OS CAQUIS DA AACD – Por Emílio Figueira

#Pracegover – Vários caquis em um vermelho vivo. / Foto: Reprodução

Minha mãe sempre tem comprado caquis. Tenho como rotina, comê-los de pé na pia da cozinha, saboreando o seu delicioso gosto doce, deixando escorrer um pouco pelo canto da boca. E esses dias, em um desses momentos, tive uma memória afetiva.

Lembrei-me que quando pequeno e aluno paciente da AACD, em praticamente todos os almoços tinham caquis. Não sei se eles compravam ou ganhavam como doação. Mas era fato, não passava um dia, sem caquis em nossas bandejas de refeições. Acho até que minha amiga de infância Deise Tomazin Barbosa se lembrará disso...

E como uma memória afetiva puxa a outra, ali comendo caquis na pia de minha mãe, lembrei-me de toda a rotina da AACD. Depois das aulas no período da manhã, perto do meio-dia éramos liberados para o almoço. Subíamos a rampa larga e extensa de mármore branco. Após o grande salão onde havia um lindo aquário de peixes, entrávamos no refeitório, o mesmo salão principal de festas, para almoçar (com muito caquis!).

Depois o tempo era livre até às 14 horas no pátio aberto do piso de baixo. Era um enorme gramado. À direita tinha uma piscina cercada, uma quadra de cimento; à esquerda, os brinquedos, lá no fundo uma casinha de madeira onde os jardineiros guardavam as ferramentas. Toda essa área era cercada de uma grande grade xadrez verde, árvores e plantas. Por elas víamos as pessoas na rua, os carros em movimento, a vida acontecendo do lado de fora. Lembro-me de muitas pessoas olhando para dentro, observando-nos com curiosidade, espanto e piedade.

Após às 14 horas, começava outra maratona. Éramos encaminhados às terapias ocupacionais, fonoaudióloga, fisioterapia, atendimento psicológico, avaliações médicas, tudo novamente no segundo piso. Ou encaminhados às salas de atividades artísticas, pintávamos, desenhávamos, recortes e colagens, enrolar bolinhas de papel, atividades com jornais e madeiras, crochê e tricô, tudo visando o nosso desenvolvimento psicomotor. Tínhamos aulas de culinária.

Muitas adaptações foram fundamentais para mim: na hora das refeições usava uma prancha fixada à mesa onde tinha o encaixe do prato, do copo e da tigela de sobremesa (caquis); minha colher era com um cabo grosso de madeira e torta, pois eu ainda não fazia a curva para chegar à boca; o lápis era engrossado e eu usava uma pulseira de meio quilo de chumbo no pulso, visando diminuir a frequência dos movimentos involuntários e conseguir rabiscar, pintar o papel. Por muito tempo usei pesadas botas ortopédicas e fora inúmeros outros recursos que já fugiram de minha memória. E assim minha vida foi sempre de adaptações que permitiram cada vez mais a minha autonomia de hoje...

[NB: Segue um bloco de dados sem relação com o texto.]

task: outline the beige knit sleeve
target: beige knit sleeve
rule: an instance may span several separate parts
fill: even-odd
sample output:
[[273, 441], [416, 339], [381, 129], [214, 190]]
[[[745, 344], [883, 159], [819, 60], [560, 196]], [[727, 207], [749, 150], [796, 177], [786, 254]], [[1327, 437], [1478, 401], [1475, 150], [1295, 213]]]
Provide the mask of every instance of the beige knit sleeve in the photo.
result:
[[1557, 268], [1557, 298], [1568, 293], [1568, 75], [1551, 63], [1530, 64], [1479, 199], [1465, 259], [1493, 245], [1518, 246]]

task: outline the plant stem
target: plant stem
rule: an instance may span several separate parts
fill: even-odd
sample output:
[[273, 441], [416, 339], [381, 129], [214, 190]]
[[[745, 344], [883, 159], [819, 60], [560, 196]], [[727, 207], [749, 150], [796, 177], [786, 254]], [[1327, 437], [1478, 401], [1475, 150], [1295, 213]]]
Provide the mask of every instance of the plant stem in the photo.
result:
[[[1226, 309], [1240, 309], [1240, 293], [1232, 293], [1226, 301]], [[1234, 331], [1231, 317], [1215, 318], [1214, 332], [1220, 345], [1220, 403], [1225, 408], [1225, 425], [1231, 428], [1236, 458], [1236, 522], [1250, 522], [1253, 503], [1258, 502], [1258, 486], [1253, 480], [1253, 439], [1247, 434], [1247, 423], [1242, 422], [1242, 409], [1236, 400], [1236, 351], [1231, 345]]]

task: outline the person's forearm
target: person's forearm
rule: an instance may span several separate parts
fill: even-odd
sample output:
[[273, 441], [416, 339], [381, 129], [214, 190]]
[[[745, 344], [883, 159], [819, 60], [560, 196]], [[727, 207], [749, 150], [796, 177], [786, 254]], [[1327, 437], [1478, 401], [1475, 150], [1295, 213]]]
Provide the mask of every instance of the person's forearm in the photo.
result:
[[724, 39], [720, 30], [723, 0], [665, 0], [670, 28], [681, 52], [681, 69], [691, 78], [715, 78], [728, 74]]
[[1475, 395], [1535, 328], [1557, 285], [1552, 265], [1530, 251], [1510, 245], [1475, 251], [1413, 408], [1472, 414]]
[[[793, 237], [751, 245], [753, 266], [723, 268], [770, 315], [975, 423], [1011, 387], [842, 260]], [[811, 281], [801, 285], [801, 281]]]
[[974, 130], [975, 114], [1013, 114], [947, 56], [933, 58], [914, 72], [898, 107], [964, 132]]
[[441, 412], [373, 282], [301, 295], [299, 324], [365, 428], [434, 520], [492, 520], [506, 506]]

No final do dia, após quase dez horas na instituição, estudando, fazendo terapias, almoços coletivos no refeitório (com muito caquis!), horas de lazer na área externa e muitas atividades, peruas kombis beges com logotipo vermelho da AACD, inconfundíveis na época nas ruas paulistanas, partiam cheias para entregar cada um em seus respectivos lares. Às vezes, eu permanecia até duas horas balançando no trajeto. Mal chegava em casa por volta das 19 horas, jantava e já ia dormir para no outro dia, 5:30 horas da manhã, levantar-me e ir com meu pai, que, no velho fusquinha, deixava-me na instituição antes de ir para o seu trabalho. Rotina de quase sete anos!

Nossas memórias afetivas são assim, desenvolvem-se a partir de uma percepção sensorial como um odor, um som, uma cor, ligada a um momento afetivo importante. E sempre uma memória afetiva puxa a outra, seja no gosto doce de um caqui ou outras diversas formas de despertar recordações!